There are a few scenes in the movie telltale of what’s really happening in our society in the name of education. A poor child is being thrashed by a teacher for having spoken in Tamil, her mother tongue, inside the premises of an English medium school. The teacher punishes her for her colossal mistake. The issue is taken to the correspondent – who was once a thief, who opened an English medium school since he thought that’s prudent business than just thieving with all its risks – and he, for his share, beats the child up. There can be nothing more revealing than this about what’s happening in some of our schools these days.
Dilip Rogger, the erstwhile race biker, plays the movie’s title character. For someone who is first to face the camera he does a fair job. Although he needs to work on his facial expressions, the gruffy look and his rippled body provides convincing proof for the character’s brusqueness. Director Balan’s heroines Sana and Geethika have pretty much nothing to do other than dance around and disappear. Other significant mention is Sunil, who plays Rogger’s elder brother. He is as menacing as he is convincing.
There are Pavendar Bharathidasan’s lyrics reprised for the movie and sung by Hariharan and Shankar Mahadevan. Kaatrilellam Inbam, Vanukku Nilavu Vendum, Pazhaipona Manam and Kandavudan Kadhal Konden are significant of them. Director Ramji S Balan also doubles up as the music director and these songs are also the takeaway of the movie.

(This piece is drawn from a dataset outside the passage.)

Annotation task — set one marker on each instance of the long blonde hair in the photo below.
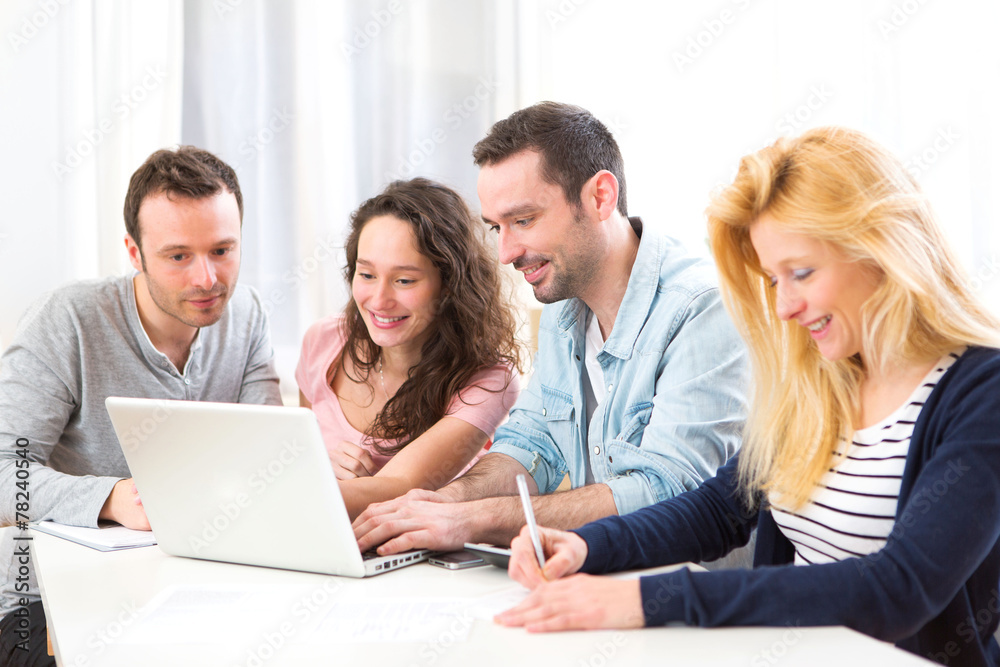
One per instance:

Miracle Michael’s stunt choreography is another highlight of the movie that sets the movie’s pace. And there is also a poor lizard used for the movie. That’s another miracle that animal welfare has actually allowed the portions to be filmed – and remain in the movie while it was censored.
Although the movie has a good message to deliver, despite the fact that the message is increasingly being delivered repeatedly in recent times, slapdash production values bring the cause down. However, it is commendable that director Balan attempted a social satire with his first movie with a valuable catch on our education system.
Verdict: Good message, lost in execution!